2. gp_skew_idle_fractions

gpadmin=# \d gp_toolkit.gp_skew_idle_fractions

View "gp_toolkit.gp_skew_idle_fractions"

Column | Type | Modifiers 

--------------+---------+-----------

sifoid | oid | 

sifnamespace | name | 

sifrelname | name | 

siffraction | numeric | 

View definition:

SELECT skew.skewoid AS sifoid, pgn.nspname AS sifnamespace, pgc.relname AS sifrelname, skew.skewval AS siffraction

FROM gp_toolkit.__gp_skew_idle_fractions() skew(skewoid, skewval)

JOIN pg_class pgc ON skew.skewoid = pgc.oid

JOIN pg_namespace pgn ON pgc.relnamespace = pgn.oid;

This view shows data distribution skew by calculating the percentage of the system that is idle during a table scan, which is an indicator of processing data skew. This view is accessible to all users, however non-superusers will only be able to see tables that they have permission to access.

sifoid=>The object id of the table.

sifnamespace=>The namespace where the table is defined.

sifrelname=>The table name.

siffraction=>The percentage of the system that is idle during a table scan, which is an indicator of uneven data distribution or query processing skew. For example, a value of 0.1 indicates 10% skew, a value of 0.5 indicates 50% skew, and so on. Tables that have more than 10% skew should have their distribution policies evaluated.

Checking Skew

After loading data always check for data skew using either of the SQL statements. The first query will return one row for each segment. The second query will return a single row for the table.
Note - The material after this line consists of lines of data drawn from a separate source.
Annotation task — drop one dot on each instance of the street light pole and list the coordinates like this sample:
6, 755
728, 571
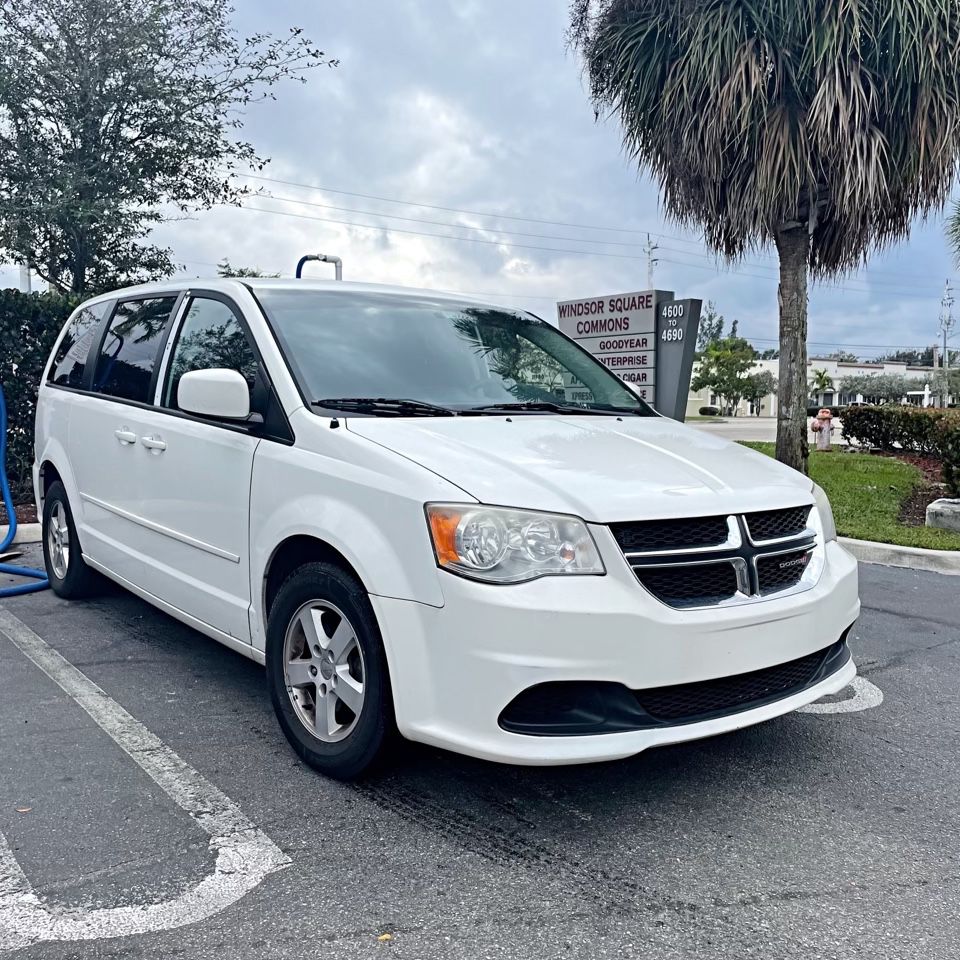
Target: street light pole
946, 325
650, 249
SELECT COUNT(*), gp_segment_id FROM <table-name> GROUP BY gp_segment_id;

SELECT 'facts' as "Table Name",max(c) as "Max Seg Rows", min(c) as "Min Seg Rows", (max(c)-min(c))*100.0/max(c) as "Percentage Difference Between Max & Min" from (SELECT count(*) c, gp_segment_id from facts group by 2) as a;

Skewed Distribution Can

1. Degrade overall performance

2. Overflow a disk

3. Significantly slow down query processing

Choosing a Distribution Key

1. Optimizes space usage

2.  Improves I/O performance

3. Bases the distribution on your knowledge of the data and the queries that are run against it

Computational skew/Query Processing Skew

Computational skew happens in flight when a query is executing and is not as easy to detect. It can happen for various operations like join, sort, aggregation, and various OLAP operations. Computational skew occurs for operations on columns that have low cardinality and a non-uniform distribution. 

Computational skew may be detected using Greenplum Database Command Center. Search and identify the query through Query Monitor and open the Query Plan tab. For each operator there will be an attribute CPU Skew that can help in detecting computational skew. 

Computational skew may also be detected by analyzing the query plan. Each operator outputs max rows processed by a segment and average rows processed by all segments for that operator. If max row is greater than average rows processed, one of the segments has done more work than the others indicating there might 

be skew at that operator level.

Checking for Query Processing Skew

When a query is being processed, all segments should have equal workloads to ensure the best possible performance. If you identify a poorly-performing query, you may need to investigate further using the EXPLAIN command.

Query processing workload can be skewed if the table’s data distribution policy and the query predicates are not well matched. To check for processing skew, you can run a query such as:

=# SELECT gp_segment_id, count(*) FROM table_name WHERE column='value' GROUP BY gp_segment_id;

This will show the number of rows returned by segment for the given WHERE predicate.